Sankara prend le pouvoir

Il est 21 h 30, ce jeudi 4 août 1983, lorsque les premiers tirs d’armes automatiques crépitent à Ouagadougou, dont les rues, d’ordinaire animées à cette heure, se vident aussitôt. La Radio nationale voltaïque interrompt brusquement le cours normal de ses émissions pour faire place à la musique militaire, entrecoupée de communiqués. « Le Conseil national de la révolution assume désormais le pouvoir d’État en même temps qu’il met fin au régime fantoche du président Jean-Baptiste Ouédraogo. »

Publié le 2 août 2004 Lecture : 2 minutes.

La voix est reconnaissable entre mille. Il s’agit du capitaine Thomas Sankara, 34 ans, encore Premier ministre quelques mois plus tôt, considéré comme l’un des officiers les plus charismatiques de l’armée voltaïque. Lorsqu’il prononce sa première allocution sur les ondes, les échanges de coups de feu se poursuivent dans la capitale, notamment dans le quartier de la Rotonde, près de la gendarmerie et du palais présidentiel. Il faudra attendre 3 heures du matin pour que les armes se taisent. On relève cinq morts et une quinzaine de blessés.
Le médecin-commandant Jean-Baptiste Ouédraogo, qui avait lui-même pris le pouvoir par les armes le 7 novembre 1982, vient d’être renversé. Le « Conseil du salut du peuple » qu’il présidait est remplacé par un « Conseil national de la révolution ». Sankara, le nouveau maître de la Haute-Volta, alors considéré comme l’un des pays les plus pauvres d’Afrique, instaure le couvre-feu et ordonne la fermeture de l’aéroport international de Ouagadougou ainsi que des frontières terrestres.
Le coup d’État, le cinquième en vingt-trois ans d’indépendance, n’est qu’une demi-surprise. Écarté brutalement de la primature en mai 1983 par le chef de l’État, le jeune et bouillant capitaine attendait son heure. Il a conscience de ses atouts : son indéniable popularité, y compris au sein des casernes, son charisme et, surtout, la faiblesse d’un Jean-Baptiste Ouédraogo généralement présenté comme un « modéré ».
Nommé Premier ministre le 2 février 1983, Sankara a, en revanche, toujours affiché ses options progressistes et ses sympathies prolibyennes.

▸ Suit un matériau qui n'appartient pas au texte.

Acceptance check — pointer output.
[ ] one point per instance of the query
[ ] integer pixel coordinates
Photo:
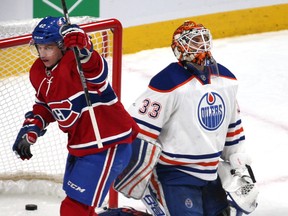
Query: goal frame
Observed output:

Il réserve ses premiers déplacements à l’étranger à la Corée du Nord et à la Libye, prononce régulièrement des discours enflammés contre l’impérialisme et le néocolonialisme, invite le colonel Kadhafi à Ouagadougou sans en avertir le chef de l’État. Au fil des semaines, les divergences entre les deux têtes de l’exécutif se creusent. Le médecin-commandant Jean-Baptiste Ouédraogo finira par faire arrêter son Premier ministre le 17 mai 1983. Mais, deux semaines plus tard, il est obligé de le remettre en liberté à la suite d’un soulèvement des commandos parachutistes de la garnison de Po. On connaît la suite des événements.

Le coup d’État du 4 août installe aux commandes un jeune officier à la gueule de crooner, un rien crâneur et ayant un sens inné de la formule et du spectacle. Très vite, Sankara impose dans son pays et alentour un style nouveau et détonnant, mélange de marxisme, de guévarisme, de panafricanisme et d’humanisme chrétien. De façon théâtrale, il prend bien souvent le contre-pied de la vieille garde africaine incarnée par l’Ivoirien Félix Houphouët-Boigny. Il refuse de « baisser l’échine », de tendre la main, sans doute persuadé que « la main qui donne est toujours au-dessus de celle qui reçoit ». Il invite les siens à consommer « local », n’hésite pas à se transformer en VRP pour vanter les mérites des produits du cru. Il s’égare quelque peu en se faisant le héraut de tous les « damnés de la Terre », des prostituées aux Amérindiens. Puis il décide, un an jour pour jour après son accession au pouvoir, de changer le nom de son pays : la Haute-Volta néocoloniale devient le Burkina Faso, « le Pays des hommes intègres ». Tout un programme.